Jacob Blake, 29, said an interview with ABC's “Good Morning America” that during a struggle with Kenosha police who were trying to arrest him Aug. 23 on an outstanding warrant his pocketknife fell from his pants. He said he picked it up before heading to a vehicle to drive away with two of his children in the backseat.
“I'm not really worried. I'm walking away from them, so it's not like they were going to shoot me,” Blake said.
Blake said that he was prepared to surrender once he put the knife in the vehicle.
“Throw myself to the ground and you know, put my arms behind my back because if they did it there and they killed me there, everybody would see it,” he said.
Officer Rusten Sheskey told investigators that he feared that Blake was going to stab him, so he opened fire. Blake family attorney Ben Crump, however, has questioned whether Blake threatened Sheskey with a knife, saying “nowhere does the video footage show a knife extended and aimed to establish the requisite intent.”
Kenosha erupted with violent protests for several nights after Blake was shot. Hundreds were arrested, and multiple businesses were destroyed. A Wisconsin prosecutor on Jan. 5 declined to file charges against Sheskey, concluding he couldn’t disprove the officer’s contention that he acted in self-defense.
In the “Good Morning America” interview, Blake, who was shot seven times, said he shouldn't have grabbed his knife. He said he “wasn’t thinking clearly.” He said he couldn't hear officers' orders to comply before he was shot.
“I was counting down my breaths, my blinks and I was like 'God I’m coming. I guess this is it for me,” he said.
He said his thoughts turned to his sons in the backseat.
“'Daddy loves you no matter what,'” Blake said he told them. "I thought it was going to be the last thing I say to them.”
During one night of unrest following the shooting, prosecutors say a white 17-year-old from Antioch, Illinois, shot and killed two men and wounded a third, claiming the shootings were in self-defense. This week, prosecutors in Wisconsin asked a judge to order Kyle Rittenhouse, who now is 18 and free on $2 million bond, to stay out of bars and away from white supremacist groups.

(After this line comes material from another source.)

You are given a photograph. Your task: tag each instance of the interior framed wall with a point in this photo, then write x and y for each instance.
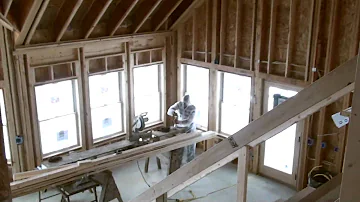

The request comes a week after Rittenhouse was seen drinking at a bar in the southeastern Wisconsin city of Mount Pleasant, about 25 miles (40 kilometers) south of Milwaukee, after he pleaded not guilty to homicide and other charges resulting from the Aug. 25 shooting in Kenosha.
A response to the motion filed Thursday by Rittenhouse's attorney Mark Richards stated that Rittenhouse does not object to not consuming alcohol or going to establishments that serve alcohol. But Richards said Rittenhouse is not and has never been a member of a white supremacist group.
“The State’s bond motion is a not-so-thinly veiled attempt to interject the issue of race into a case that is about a person’s right to self-defense,” Richards' wrote in his response.
After his Jan. 5 arraignment, Rittenhouse, his mother and several other adults went to Pudgy's Pub, where he was seen drinking beer, according to prosecutors. Although the drinking age is 21, Rittenhouse could legally drink alcohol in Wisconsin because he was with his mother.
The prosecutors' motion states that Rittenhouse posed outside the bar for a photo with two men as they all gestured an “OK” sign with their hands, which has become a symbol used by white supremacists.
The motion also said five men at the tavern serenaded Rittenhouse with the song “Proud of Your Boy," which has become the anthem of the Proud Boys, a white supremacist group whose members have been identified as being involved in the attack on the U.S. Capitol on Jan. 6.
“The defendant’s continued association with members of a group that prides itself on violence, and the use of their symbols, raises the significant possibility of future harm. Further, this association may serve to intimidate potential witnesses,” the motion reads.
A hearing on the prosecutors’ request has not yet been scheduled.